MAG: Multi-Modal Aligned Autoregressive Co-Speech Gesture Generation without Vector Quantization
Binjie Liu, Lina Liu, Sanyi Zhang, Songen Gu, Yihao Zhi, Tianyi Zhu, Lei Yang, Long Ye
TL;DR
This paper addresses the challenge of realistic, diverse, and semantically aligned co-speech gesture generation without information loss from vector quantization. It introduces a two-stage framework: MTA-VAE learns continuous, multi-modal motion embeddings aligned to text and audio using contrastive losses with WavCaps embeddings, and MMAG performs diffusion-based autoregressive generation conditioned on a Hybrid Granularity Audio-Text Fusion Block, plus speaker identity encoding. Key contributions include the Motion-Text-Audio-Aligned VAE, the HGAT fusion block, and the diffusion-based MMAG that operates in continuous latent space, achieving state-of-the-art results on BEATv2 and SHOW with favorable user studies.
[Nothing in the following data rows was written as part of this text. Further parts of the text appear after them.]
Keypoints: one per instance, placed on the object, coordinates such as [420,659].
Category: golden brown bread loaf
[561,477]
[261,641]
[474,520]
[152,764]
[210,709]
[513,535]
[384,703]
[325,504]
The approach has practical impact for lifelike avatar synthesis and HCI by producing synchronized, realistic, and diverse co-speech gestures without the downsides of token-based discretization.
Abstract
This work focuses on full-body co-speech gesture generation. Existing methods typically employ an autoregressive model accompanied by vector-quantized tokens for gesture generation, which results in information loss and compromises the realism of the generated gestures. To address this, inspired by the natural continuity of real-world human motion, we propose MAG, a novel multi-modal aligned framework for high-quality and diverse co-speech gesture synthesis without relying on discrete tokenization. Specifically, (1) we introduce a motion-text-audio-aligned variational autoencoder (MTA-VAE), which leverages pre-trained WavCaps' text and audio embeddings to enhance both semantic and rhythmic alignment with motion, ultimately producing more realistic gestures. (2) Building on this, we propose a multimodal masked autoregressive model (MMAG) that enables autoregressive modeling in continuous motion embeddings through diffusion without vector quantization. To further ensure multi-modal consistency, MMAG incorporates a hybrid granularity audio-text fusion block, which serves as conditioning for diffusion process. Extensive experiments on two benchmark datasets demonstrate that MAG achieves stateof-the-art performance both quantitatively and qualitatively, producing highly realistic and diverse co-speech gestures.The code will be released to facilitate future research.